The Karachi Chamber of Commerce and Industry is also reported to have approached the federal government with the complaint that one of its members, a trader on his way to Frankfurt and Croatia, was stopped in Tehran on suspicions created by the unfamiliar passport.
The businessman was lucky enough to be allowed to stay in the Iranian capital while he tried to get a confirmation letter from the Pakistani Embassy to establish the genuineness of his passport. He did not have the luck, though, to get the desired help. The embassy's Home Consular Section told him it had not received the required information from Islamabad.
These are only some of the reported cases. Many more people may have had to face troublesome situations at foreign airports. Worst suffers, one can easily imagine, would be students, businessmen, and physically unwell people - all pressed for time to reach their destinations.

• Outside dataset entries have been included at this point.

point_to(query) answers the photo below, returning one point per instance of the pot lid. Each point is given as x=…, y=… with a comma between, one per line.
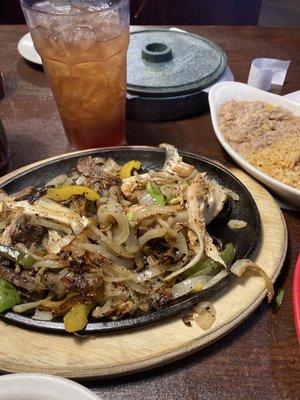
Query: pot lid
x=163, y=62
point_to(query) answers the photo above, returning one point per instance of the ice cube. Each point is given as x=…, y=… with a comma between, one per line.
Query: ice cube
x=44, y=6
x=84, y=37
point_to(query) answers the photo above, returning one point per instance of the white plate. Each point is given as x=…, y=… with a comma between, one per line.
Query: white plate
x=226, y=91
x=27, y=50
x=42, y=387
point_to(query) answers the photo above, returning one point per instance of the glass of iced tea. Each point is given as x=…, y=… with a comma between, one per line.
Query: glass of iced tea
x=83, y=45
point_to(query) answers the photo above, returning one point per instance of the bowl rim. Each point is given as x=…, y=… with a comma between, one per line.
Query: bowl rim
x=241, y=160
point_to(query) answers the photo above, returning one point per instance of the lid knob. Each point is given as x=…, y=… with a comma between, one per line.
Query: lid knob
x=157, y=52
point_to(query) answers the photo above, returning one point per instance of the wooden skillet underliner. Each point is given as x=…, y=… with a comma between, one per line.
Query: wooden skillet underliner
x=124, y=352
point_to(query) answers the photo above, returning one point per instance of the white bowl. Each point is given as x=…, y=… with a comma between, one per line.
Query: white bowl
x=225, y=91
x=42, y=387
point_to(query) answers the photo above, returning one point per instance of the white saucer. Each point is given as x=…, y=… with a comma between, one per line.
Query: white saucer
x=27, y=50
x=41, y=386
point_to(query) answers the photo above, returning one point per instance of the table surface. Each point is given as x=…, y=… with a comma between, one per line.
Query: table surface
x=259, y=359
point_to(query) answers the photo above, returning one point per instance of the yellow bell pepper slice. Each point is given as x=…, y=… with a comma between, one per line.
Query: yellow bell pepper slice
x=128, y=167
x=65, y=192
x=77, y=318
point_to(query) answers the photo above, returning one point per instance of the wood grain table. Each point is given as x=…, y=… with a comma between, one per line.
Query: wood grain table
x=261, y=358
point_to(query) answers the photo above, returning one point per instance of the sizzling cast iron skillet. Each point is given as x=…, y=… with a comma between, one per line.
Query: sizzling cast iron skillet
x=245, y=240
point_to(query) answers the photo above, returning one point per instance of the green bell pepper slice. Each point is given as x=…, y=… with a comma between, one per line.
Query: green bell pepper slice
x=207, y=266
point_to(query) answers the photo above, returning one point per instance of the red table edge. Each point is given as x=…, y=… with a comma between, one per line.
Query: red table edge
x=296, y=297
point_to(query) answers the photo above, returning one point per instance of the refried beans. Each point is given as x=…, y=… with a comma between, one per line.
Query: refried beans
x=268, y=136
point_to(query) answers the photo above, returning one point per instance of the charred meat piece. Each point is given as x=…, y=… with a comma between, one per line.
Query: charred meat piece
x=23, y=280
x=37, y=193
x=88, y=168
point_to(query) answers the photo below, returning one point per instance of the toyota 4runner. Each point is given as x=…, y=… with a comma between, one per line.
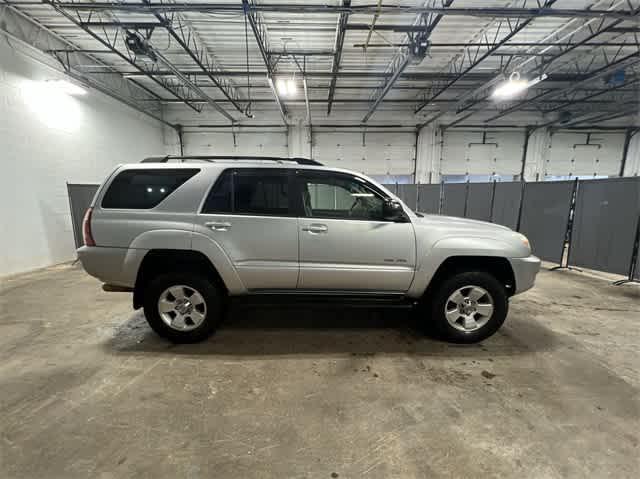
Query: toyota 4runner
x=186, y=236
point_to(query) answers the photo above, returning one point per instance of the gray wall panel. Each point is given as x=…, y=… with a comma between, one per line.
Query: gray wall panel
x=80, y=197
x=429, y=198
x=479, y=201
x=454, y=199
x=408, y=194
x=545, y=211
x=605, y=224
x=506, y=204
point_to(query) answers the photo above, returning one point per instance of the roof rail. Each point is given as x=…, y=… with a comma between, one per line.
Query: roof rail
x=278, y=159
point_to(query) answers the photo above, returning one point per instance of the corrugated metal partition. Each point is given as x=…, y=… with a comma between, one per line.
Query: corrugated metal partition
x=545, y=213
x=605, y=225
x=506, y=204
x=80, y=197
x=454, y=199
x=408, y=194
x=429, y=198
x=479, y=201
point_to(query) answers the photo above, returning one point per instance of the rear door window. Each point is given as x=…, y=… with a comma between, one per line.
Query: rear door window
x=144, y=188
x=261, y=192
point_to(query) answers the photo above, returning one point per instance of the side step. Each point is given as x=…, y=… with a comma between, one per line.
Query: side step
x=112, y=288
x=323, y=300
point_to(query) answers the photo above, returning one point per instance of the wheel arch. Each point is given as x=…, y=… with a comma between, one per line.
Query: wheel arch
x=159, y=261
x=497, y=266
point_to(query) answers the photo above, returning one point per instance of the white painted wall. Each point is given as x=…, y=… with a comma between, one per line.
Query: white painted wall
x=75, y=140
x=478, y=152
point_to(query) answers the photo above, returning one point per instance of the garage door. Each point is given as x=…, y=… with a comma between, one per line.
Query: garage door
x=584, y=154
x=270, y=143
x=377, y=154
x=482, y=153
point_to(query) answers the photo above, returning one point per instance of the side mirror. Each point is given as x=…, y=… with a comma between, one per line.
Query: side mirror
x=392, y=211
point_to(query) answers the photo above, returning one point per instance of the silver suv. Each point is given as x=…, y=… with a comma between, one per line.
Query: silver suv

But of course, others too must have a lot to complain of on being unable to arrive at their destinations on time for important business, for being treated as suspects by the immigration officers at foreign airports, and also for wastage of money on a journey that had to be aborted for somebody else's fault.
Whose fault exactly it is? After the Interior Ministry decided to replace the old passports with machine-readable ones, it was supposed to inform the Foreign Ministry of the change along with prototypes of the new passport for circulation to our embassies abroad as well as the foreign missions in Islamabad so that they could send the same to their respective immigration departments. Obviously, that has not happened; the international immigration authorities are unaware of the change. One indication that the Foreign Office did not have the information, or it simply sat on it, was the ignorance that the Tehran embassy expressed about the issue when contacted by the stranded Pakistani businessman.
Apparently, it was the Interior Ministry officials who goofed over the matter. For when our correspondent asked them to specify the date when this important piece of information, along with a specimen of the new passport, was passed on to the Foreign Office, they could not give a precise answer even though they maintained that they had sent out its prototype to the Foreign Office. It could well be an attempt on the part of one government department trying to protect another, or simply to create confusion.
The issue is too serious to be forgotten or forgiven. The government must institute an inquiry into the affair and lay the blame where it belongs. Those having had to suffer the consequences of what clearly is a case of sheer ineptitude, if not criminal negligence, deserve some sort of solace.
It would not be wrong if they demanded damages for their suffering. The least they may expect would be replacement tickets for the journeys that ended unproductively and unceremoniously.